WINE DINNER BLOG REPORT #2

 Some friends came over to my place, a few days back, for our second wine dinner. Each person contributed to this event, either bringing a bottle of wine or a dish. These are the pairings we came up with.



The first wine was Gruner Veltiaer Huglweine which was paired with a broiled salmon and baked squash. This wine has a sweet, floral, and citrus smell. It is strongly acidic with hints of lemon. This wine pairs well with salmon. The pairing mutes the taste of both the wine and the salmon, bringing flavors of sweet fruit. And the lemon flavors of the wine seem to work well with the salmon. However, this wine does not pair well with the side dish, it is extremely tangy with the squash.



The next wine we tried was Barone Fini Pinot Grigio, which we paired with oven baked chicken tenders. The Pinot Grigio by itself smelled like wet dog food and saline, which was off putting. It had a very light taste, slightly salty, but with no real aftertaste. Pairs very well with the chicken. Mellows both wine and chicken out. Brings out fruity flavors from the wine.

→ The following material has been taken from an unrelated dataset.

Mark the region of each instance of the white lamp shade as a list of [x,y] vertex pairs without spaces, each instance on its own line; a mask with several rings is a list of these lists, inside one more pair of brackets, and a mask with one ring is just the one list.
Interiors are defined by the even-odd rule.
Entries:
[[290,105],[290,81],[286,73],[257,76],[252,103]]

Quite salty but one of the best pairings so far. 



The last pairing was Casa Bella Lambusco paired with spaghetti and red sauce. The wine smells rich, with hints of vanilla, raspberry, and hazelnut. Tastes of delightful sweet apple, raspberry, and strawberry. The spaghetti makes the wine more tart and brings out  cranberry characteristics.


In conclusion, my favorite pairing was the Huglweine and the salmon and would highly recommend that pairing. Everyone seemed to have a good night and liked all the food/wine.